Re: Indian Interests

Post by Prem »

http://www.indianexpress.com/news/pakis ... ostComment
Indians view LeT, Pak as greatest threats: Poll
An overwhelming majority of Indians view LeT and Pakistan as the greatest threats to their country and believe that there is a link between the two, an opinion poll shows. The poll by the Pew Research Centre said that a plurality of Indians characterise Lashkar-e-Taiba, the group responsible for the Mumbai attacks, as the greatest threat facing their country, along with Pakistan.

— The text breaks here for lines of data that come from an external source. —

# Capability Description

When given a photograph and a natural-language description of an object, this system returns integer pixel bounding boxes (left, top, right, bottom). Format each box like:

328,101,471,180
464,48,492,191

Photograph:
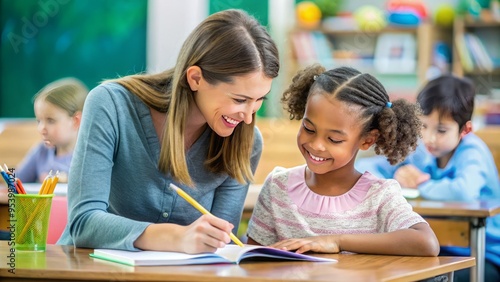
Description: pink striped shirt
248,165,425,245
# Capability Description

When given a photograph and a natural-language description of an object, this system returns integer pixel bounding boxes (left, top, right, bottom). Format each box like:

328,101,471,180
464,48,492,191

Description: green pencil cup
14,194,54,252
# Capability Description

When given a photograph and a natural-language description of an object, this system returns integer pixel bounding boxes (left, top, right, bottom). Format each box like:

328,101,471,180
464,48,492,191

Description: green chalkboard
0,0,147,118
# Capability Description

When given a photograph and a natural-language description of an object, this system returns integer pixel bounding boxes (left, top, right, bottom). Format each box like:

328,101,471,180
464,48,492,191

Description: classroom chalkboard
0,0,147,118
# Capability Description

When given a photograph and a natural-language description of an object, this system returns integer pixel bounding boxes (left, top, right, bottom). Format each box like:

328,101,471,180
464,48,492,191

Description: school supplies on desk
170,184,243,247
90,245,336,266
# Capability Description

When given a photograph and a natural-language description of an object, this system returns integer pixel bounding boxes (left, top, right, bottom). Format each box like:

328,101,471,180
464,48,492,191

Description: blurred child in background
356,75,500,281
248,65,439,256
0,77,88,240
15,77,88,182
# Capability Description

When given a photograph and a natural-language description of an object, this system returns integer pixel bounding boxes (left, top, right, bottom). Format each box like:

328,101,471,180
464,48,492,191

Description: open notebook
90,245,336,266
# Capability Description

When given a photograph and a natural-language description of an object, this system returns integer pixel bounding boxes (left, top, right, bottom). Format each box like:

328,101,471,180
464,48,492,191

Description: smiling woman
58,10,279,253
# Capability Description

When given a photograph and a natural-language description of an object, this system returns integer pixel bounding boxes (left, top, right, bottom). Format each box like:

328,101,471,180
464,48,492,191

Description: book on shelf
455,34,474,72
90,245,336,266
464,33,493,72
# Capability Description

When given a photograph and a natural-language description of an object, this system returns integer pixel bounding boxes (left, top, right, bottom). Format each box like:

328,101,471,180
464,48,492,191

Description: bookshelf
287,22,437,99
452,17,500,96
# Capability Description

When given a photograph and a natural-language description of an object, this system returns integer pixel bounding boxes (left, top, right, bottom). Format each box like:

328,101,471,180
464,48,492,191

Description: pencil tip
168,183,179,191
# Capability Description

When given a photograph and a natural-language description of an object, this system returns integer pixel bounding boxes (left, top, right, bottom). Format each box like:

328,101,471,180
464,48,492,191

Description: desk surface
408,200,500,218
0,241,475,282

"One-third name Pakistan as the greatest threat – and overwhelmingly Indians believe there is a link between these two threats: 58 per cent say the Pakistani government actively supports extremist groups like Lashkar-e-Taiba, while another 21 per cent think it at least tolerates them," it said.
"And if these groups were to conduct another terrorist attack against India, most would support military action against them in Pakistan," according to the poll.